The loss was recorded by the master special purpose vehicle (SPV), a National Treasury Management Agency (NTMA) subsidiary charged with issuing the government-guaranteed debt that is used to buy eligible bank loans.
The accounts cover the period from January 27th to March 31st. Just €58,000 in interest was generated by Nama during this period, as the first tranche of loans – €814 million – was only transferred to the agency on March 29th.
“To put this number into context, it should be noted that interest income was generated over a two-day period in the first quarter of 2010 from a relatively small portfolio of loans,” Nama chairman Frank Daly and chief executive Brendan McDonagh stated in a letter to Minister for Finance Brian Lenihan on June 30th. “As later loan tranches are acquired by Nama, the amount of interest income will increase to offset interest costs and expenses,” the letter states.
The master SPV had total operating income of €8.9 million. This was mostly related to the “release of prepaid acquisition costs”. Its expenses amounted to just more than €16 million.
The biggest expense incurred in the first quarter was €8.9 million paid for due diligence work on the loans it acquired. The agency also paid €2.45 million in secondment costs to accountants PricewaterhouseCoopers in the UK for “specialist personnel to work with Nama on “key aspects of the set-up phase”. Just under €2.2 million was reimbursed to the NTMA for the costs of staff and services.
In addition, just more than €1 million was paid in “master and primary servicer” fees; €306,000 in legal and tax fees; and €242,000 to financial advisers.
An unrealised loss of €1.35 million on derivatives was also booked.
The one bright spot for the agency was that it made a €548,000 foreign exchange gain.
Nama also paid €118,000 in the first quarter in fees to its nine-person board.
The quarterly accounts show that Nama acquired €814 million in loans from EBS Building Society and Irish Nationwide Building Society for €371 million on March 29th.
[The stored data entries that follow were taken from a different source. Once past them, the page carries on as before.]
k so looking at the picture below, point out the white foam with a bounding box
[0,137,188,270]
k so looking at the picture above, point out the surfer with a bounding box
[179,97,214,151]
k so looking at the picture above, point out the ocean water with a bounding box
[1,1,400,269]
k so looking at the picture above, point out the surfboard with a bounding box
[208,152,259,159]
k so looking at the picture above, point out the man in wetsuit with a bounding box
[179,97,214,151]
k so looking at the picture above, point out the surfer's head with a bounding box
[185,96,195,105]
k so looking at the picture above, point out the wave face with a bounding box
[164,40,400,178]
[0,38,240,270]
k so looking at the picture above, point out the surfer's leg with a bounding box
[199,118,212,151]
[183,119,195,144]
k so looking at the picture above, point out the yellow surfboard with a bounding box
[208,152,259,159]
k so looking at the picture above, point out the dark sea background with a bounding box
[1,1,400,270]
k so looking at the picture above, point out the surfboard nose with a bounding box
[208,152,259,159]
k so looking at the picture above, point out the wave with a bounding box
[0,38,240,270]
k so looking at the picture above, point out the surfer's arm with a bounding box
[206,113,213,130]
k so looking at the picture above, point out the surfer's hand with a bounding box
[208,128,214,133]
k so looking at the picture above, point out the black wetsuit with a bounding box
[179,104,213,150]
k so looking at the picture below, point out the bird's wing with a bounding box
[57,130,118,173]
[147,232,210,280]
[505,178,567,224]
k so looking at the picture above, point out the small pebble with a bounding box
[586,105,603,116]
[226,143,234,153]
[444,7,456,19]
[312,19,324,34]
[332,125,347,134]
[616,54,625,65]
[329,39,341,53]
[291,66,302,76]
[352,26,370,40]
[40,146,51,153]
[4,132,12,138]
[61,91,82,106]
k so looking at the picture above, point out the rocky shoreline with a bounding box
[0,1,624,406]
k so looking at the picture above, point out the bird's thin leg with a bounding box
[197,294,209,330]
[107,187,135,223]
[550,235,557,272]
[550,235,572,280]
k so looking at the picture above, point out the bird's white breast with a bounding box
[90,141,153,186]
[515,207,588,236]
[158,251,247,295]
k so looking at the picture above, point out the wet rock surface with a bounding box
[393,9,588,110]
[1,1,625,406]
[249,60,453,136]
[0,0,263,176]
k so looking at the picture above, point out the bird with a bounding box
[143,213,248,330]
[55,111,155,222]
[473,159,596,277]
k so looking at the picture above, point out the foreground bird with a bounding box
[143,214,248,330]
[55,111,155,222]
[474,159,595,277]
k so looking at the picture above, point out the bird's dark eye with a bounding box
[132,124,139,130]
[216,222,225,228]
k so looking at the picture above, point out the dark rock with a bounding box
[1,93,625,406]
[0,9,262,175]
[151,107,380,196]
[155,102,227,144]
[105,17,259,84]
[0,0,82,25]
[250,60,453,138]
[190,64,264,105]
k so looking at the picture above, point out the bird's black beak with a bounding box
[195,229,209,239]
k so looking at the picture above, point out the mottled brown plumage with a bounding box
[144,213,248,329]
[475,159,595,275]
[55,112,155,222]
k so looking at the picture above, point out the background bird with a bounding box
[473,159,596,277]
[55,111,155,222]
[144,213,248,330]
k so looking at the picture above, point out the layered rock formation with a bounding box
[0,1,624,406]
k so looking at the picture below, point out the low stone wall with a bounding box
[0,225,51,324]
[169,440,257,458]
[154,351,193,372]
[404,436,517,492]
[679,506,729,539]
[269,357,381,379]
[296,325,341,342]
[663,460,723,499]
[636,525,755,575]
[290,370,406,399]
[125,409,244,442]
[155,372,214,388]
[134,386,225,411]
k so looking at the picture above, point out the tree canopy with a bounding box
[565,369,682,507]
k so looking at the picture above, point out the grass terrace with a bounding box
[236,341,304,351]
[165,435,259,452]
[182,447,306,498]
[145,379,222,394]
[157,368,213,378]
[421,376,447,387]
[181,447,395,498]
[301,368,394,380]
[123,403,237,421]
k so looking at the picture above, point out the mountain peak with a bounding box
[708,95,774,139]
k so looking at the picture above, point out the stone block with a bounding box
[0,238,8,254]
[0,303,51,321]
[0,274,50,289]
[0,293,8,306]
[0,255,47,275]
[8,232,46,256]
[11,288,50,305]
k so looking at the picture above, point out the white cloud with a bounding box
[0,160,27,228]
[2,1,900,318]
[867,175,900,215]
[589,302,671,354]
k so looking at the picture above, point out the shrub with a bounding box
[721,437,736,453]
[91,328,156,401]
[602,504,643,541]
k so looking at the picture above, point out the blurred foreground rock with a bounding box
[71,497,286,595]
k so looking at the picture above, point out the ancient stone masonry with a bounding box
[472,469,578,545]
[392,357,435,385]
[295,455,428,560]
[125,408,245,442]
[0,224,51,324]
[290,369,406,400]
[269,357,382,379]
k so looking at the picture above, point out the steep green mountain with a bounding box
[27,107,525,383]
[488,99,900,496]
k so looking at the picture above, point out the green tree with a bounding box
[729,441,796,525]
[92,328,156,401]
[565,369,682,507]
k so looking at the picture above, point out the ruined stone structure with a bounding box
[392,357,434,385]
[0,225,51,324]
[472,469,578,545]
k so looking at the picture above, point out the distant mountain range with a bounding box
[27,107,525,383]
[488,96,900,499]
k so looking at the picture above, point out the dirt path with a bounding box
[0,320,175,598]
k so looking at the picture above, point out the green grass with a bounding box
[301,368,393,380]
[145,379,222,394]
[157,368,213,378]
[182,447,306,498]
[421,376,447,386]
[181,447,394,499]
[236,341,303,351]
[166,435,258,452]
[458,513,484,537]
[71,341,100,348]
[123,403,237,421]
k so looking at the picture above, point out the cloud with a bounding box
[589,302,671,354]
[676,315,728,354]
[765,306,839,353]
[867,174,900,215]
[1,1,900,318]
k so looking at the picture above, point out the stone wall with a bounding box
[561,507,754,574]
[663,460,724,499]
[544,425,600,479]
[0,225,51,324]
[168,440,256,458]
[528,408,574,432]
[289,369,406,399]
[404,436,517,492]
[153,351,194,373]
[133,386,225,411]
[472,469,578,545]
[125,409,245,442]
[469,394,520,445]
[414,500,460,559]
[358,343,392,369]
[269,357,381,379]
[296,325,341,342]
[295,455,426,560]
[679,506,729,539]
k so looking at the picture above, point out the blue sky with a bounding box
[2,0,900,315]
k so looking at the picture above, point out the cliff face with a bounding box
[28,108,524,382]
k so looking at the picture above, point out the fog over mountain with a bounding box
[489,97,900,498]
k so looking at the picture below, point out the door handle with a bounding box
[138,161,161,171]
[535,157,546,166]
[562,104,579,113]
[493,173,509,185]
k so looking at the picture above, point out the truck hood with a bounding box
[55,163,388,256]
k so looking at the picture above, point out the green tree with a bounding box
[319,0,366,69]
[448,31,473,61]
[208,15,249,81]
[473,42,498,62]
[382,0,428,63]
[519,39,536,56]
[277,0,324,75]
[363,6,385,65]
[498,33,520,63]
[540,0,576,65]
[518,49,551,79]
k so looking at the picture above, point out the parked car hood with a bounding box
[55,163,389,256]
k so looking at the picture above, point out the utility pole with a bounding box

This represented a discount of 54 per cent.
A total of 87 loans were transferred by the institutions, of which 30 were deemed to be performing and the balance non-performing.
The haircut applied to the performing loans was 10.2 per cent. Nama paid €140 million for €156 million worth of loans. The discount applied to the €658 million in non-performing loans was just under 65 per cent, with Nama valuing the assets at €231 million.
In terms of the non-performing loans, 74 per cent were considered to be impaired, while the balance were on “watch”. The haircut applied to the 33 most impaired loans was 76 per cent.
The agency paid just €105 million for these loans, which had a nominal value of €454 million.
Only the two building societies had transferred loans to Nama in the period covered.